Henry was born in Grantham, Lincolnshire on 12 October 1614.[1] He was the seventh son of Alexander More, mayor of Grantham, and Anne More (née Lacy).[1] Both his parents were Calvinists but he himself "could never swallow that hard doctrine."[2]

He was schooled at The King's School, Grantham and at Eton College. In 1631 he entered Christ's College, Cambridge, at about the time John Milton was leaving it. He took his BA in 1635, his MA in 1639, and immediately afterwards became a fellow of his college, turning down all other positions that were offered.[3] He would not accept the mastership of his college, to which, it is understood, he would have been preferred in 1654, when Ralph Cudworth was appointed.

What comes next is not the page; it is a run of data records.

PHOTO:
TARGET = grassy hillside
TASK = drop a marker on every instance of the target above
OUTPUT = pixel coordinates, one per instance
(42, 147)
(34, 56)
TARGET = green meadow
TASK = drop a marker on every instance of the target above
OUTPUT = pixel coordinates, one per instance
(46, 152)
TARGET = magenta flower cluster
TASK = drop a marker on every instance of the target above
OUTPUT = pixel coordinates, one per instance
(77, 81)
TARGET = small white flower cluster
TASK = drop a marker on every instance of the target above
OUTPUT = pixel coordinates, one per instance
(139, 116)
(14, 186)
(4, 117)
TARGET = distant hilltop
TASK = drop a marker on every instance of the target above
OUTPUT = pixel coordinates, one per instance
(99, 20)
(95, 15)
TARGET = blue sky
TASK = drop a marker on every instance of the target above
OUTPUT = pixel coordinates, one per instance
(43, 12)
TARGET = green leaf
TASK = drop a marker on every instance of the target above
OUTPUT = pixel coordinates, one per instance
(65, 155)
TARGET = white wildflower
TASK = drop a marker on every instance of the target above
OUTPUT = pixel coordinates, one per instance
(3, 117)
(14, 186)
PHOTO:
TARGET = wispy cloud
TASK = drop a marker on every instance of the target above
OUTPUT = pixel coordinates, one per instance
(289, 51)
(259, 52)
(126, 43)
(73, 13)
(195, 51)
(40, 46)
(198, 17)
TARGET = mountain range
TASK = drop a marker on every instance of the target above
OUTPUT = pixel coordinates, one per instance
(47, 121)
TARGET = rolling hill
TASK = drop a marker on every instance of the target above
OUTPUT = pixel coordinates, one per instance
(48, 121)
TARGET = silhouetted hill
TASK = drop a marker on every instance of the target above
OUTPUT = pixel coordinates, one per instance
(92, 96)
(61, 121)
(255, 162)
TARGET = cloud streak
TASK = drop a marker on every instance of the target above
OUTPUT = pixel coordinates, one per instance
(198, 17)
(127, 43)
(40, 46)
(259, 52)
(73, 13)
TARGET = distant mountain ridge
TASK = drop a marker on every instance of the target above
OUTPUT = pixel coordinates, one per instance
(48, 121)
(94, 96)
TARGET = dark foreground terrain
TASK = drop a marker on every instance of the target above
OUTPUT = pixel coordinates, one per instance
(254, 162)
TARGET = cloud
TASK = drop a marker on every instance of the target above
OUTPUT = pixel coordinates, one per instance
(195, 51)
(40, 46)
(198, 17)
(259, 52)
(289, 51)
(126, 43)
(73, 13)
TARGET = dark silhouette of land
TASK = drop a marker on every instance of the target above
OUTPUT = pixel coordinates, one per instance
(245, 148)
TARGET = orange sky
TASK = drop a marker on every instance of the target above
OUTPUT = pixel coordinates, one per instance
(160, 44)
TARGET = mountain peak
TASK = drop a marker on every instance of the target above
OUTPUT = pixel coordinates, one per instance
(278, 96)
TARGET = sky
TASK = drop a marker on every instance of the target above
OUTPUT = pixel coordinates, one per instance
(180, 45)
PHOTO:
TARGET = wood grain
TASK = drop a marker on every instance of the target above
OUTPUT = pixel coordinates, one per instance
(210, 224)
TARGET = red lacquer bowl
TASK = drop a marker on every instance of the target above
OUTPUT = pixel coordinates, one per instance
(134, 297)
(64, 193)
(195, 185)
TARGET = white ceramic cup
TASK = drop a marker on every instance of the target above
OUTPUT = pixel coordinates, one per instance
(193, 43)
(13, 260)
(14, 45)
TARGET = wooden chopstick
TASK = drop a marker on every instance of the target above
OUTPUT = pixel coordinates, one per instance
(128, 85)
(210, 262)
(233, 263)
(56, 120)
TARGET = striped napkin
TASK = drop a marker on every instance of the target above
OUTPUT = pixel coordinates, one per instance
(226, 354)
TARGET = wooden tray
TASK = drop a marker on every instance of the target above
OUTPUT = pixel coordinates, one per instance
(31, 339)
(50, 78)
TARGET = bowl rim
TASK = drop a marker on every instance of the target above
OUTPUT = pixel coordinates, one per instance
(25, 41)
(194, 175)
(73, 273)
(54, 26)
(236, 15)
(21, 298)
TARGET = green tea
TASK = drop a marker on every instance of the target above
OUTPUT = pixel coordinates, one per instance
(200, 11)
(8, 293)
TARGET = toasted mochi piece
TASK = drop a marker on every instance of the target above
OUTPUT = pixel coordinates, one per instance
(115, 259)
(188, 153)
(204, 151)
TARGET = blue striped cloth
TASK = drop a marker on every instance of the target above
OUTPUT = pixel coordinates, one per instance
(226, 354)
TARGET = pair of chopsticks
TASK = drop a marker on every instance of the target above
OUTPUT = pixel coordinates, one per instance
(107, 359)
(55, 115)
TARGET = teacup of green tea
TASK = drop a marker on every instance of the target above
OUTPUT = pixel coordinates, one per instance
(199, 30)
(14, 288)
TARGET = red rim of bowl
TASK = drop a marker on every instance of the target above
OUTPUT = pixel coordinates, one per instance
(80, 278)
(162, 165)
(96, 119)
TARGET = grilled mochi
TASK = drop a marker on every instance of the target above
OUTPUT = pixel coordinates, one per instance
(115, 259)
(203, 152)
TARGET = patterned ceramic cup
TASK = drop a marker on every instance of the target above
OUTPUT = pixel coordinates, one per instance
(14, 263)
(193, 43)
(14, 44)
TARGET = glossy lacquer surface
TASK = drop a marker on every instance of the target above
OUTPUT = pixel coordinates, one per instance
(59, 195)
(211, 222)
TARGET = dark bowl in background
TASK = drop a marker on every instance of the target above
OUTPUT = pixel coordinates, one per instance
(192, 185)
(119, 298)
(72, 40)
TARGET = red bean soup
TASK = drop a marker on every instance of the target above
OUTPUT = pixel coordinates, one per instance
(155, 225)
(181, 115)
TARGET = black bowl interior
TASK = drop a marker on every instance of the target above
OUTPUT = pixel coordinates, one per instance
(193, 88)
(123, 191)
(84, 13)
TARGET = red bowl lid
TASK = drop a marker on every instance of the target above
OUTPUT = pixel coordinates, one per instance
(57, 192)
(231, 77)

In 1675, he finally accepted a prebend in Gloucester Cathedral, but only to resign it in favour of his friend Edward Fowler, afterwards bishop of Gloucester.

More taught many notable pupils, including Anne Finch, sister of Heneage Finch, subsequently Earl of Nottingham. She later became Lady Conway, and at her country seat at Ragley in Warwickshire, More would spend "a considerable part of his time." She and her husband both appreciated him, and amidst the woods of this retreat he wrote several of his books. The spiritual enthusiasm of Lady Conway was a considerable factor in some of More's speculations, even though she at length joined the Quakers. She became the friend not only of More and William Penn, but of Franciscus Mercurius van Helmont (1614–1699) and Valentine Greatrakes, mystical thaumaturgists of the 17th-century. Ragley became a centre of devotion and spiritualism.